Mission and Leadership - Insight Grows With Face-To-Face Encounters

March-April 2013

BY: BRIAN P. SMITH, M.S., M.A., M.Div.

During my first week at the Catholic Health Association, Pam Schaeffer, editor of Health Progress, invited me to write an article for this publication. I asked what the theme of the March/April issue would be. Pam told me, "Mental health; but don't worry about writing on that subject. Just introduce yourself to our readers."

"This should be a piece of cake," I thought. "I will simply outline my educational and professional career path and how I hope to use this experience in my new role as senior director of mission integration and leadership formation at CHA." But, taking the simple route has never been how I approach anything in life. I began to ask myself, "What does mission integration have to do with mental health?" I knew I needed to wrestle with this question.

I often use a model of theological reflection when organizing my thoughts. I learned this method during a retreat given in 1986 by Bishop J. Terry Steib. Bishop Steib used the story of the disciples on the road to Emmaus as a model for theological reflection. The model parallels the Scripture passage found in Luke 24: 13-35:

1. Name the experience (verses 13-16)

2. Reflect on the experience (verses 14-24)

3. "Converse" with wisdom tradition (verses 15-27)

4. Insight (verses 31-32)

5. Response and action (verses 33-35)

Recently, I have been remembering my personal and professional experiences with people who are mentally ill. Beginning with relatives who have been treated for depression, my experience working with children who have Down syndrome, adult schizophrenic patients in a state mental hospital and working in Catholic health facilities with inpatient behavioral health patients, I relived many of these encounters with people who have a mental illness.

One person in particular, whom I will call Tony, made a big impact on how I view mental illness. When I met Tony, he was homeless, out of work and had a serious addiction to drugs and alcohol. Periodically, he would have psychotic episodes, which made people afraid to be around him.

One day while I was visiting Tony, he told me his story. He had been born into a wealthy family, sent to the best schools and had been living off his family's trust. When he got into drugs and lost his job, his family disowned him and he soon found himself living on the streets. Tony asked me my age and if I had any chronic illness. We were exactly the same age, and I told him I had chronic hypertension, which runs in my family. Tony told me alcoholism and mental illness ran in his family. Then he looked into my eyes and said, "The only difference between you and me is you wear your disease on the inside and I wear mine on the outside."

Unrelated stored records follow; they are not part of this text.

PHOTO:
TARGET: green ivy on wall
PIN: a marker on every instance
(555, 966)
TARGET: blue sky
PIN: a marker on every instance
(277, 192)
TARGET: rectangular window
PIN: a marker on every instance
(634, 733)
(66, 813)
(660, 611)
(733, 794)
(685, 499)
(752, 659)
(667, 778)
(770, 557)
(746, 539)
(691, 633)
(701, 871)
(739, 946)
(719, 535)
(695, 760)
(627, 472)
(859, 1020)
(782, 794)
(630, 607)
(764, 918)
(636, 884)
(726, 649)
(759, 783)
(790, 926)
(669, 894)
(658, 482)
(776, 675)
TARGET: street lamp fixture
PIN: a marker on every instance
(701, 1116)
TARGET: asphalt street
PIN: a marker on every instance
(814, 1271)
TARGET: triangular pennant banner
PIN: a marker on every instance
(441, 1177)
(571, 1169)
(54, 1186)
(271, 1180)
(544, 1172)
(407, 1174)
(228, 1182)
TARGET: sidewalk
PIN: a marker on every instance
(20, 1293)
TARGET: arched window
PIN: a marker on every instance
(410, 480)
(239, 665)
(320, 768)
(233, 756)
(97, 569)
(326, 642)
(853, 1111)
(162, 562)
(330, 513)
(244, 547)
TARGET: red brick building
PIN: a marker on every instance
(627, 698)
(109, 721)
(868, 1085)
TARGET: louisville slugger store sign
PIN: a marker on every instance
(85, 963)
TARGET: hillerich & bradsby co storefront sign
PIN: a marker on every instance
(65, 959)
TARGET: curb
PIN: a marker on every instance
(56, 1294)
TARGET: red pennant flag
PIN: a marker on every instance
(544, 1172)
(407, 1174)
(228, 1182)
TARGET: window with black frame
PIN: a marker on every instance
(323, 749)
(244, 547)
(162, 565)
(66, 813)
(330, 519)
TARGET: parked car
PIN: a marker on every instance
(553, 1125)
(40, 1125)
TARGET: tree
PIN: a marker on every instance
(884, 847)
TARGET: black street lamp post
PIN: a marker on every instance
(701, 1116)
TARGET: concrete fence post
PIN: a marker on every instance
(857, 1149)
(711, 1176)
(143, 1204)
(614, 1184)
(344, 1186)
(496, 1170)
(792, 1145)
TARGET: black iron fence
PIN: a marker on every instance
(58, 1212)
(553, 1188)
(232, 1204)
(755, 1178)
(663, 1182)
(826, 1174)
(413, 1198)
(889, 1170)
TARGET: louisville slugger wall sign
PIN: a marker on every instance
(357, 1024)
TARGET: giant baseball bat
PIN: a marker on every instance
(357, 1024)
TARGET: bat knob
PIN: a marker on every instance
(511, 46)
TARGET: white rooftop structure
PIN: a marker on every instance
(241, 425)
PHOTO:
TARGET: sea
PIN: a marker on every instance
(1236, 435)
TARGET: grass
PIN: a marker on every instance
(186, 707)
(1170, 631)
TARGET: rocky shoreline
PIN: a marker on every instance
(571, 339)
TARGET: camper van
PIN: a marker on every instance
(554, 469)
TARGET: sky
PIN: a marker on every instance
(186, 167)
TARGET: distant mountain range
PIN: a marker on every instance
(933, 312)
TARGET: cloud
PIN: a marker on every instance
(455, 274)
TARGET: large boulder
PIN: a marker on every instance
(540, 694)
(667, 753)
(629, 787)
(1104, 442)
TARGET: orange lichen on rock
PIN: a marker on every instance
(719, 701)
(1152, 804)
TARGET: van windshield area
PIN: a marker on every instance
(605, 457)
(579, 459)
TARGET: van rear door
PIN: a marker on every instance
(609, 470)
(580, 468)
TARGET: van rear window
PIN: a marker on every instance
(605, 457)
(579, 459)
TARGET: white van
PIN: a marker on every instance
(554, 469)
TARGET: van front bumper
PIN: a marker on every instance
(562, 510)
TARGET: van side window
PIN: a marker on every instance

As I look back on that experience some 20 years ago, I realize I learned a lot from Tony. He helped me face my own "dis-ease" at being around people with mental illness. I now know we had more in common with each other than differences. The famous quote by the English preacher John Bradford began to take on meaning for me: "There, but for the grace of God, go I." Who was I to avoid or judge my brother or sister, when that could be me? We all have wounds — some on the inside and some on the outside.

Mental illness is like other chronic diseases. To manage my hypertension, I take medication, watch my diet, exercise and meditate. A regimen of medication and changes in thought patterns and behaviors helps many with mental illness manage their disease. There are so many similarities.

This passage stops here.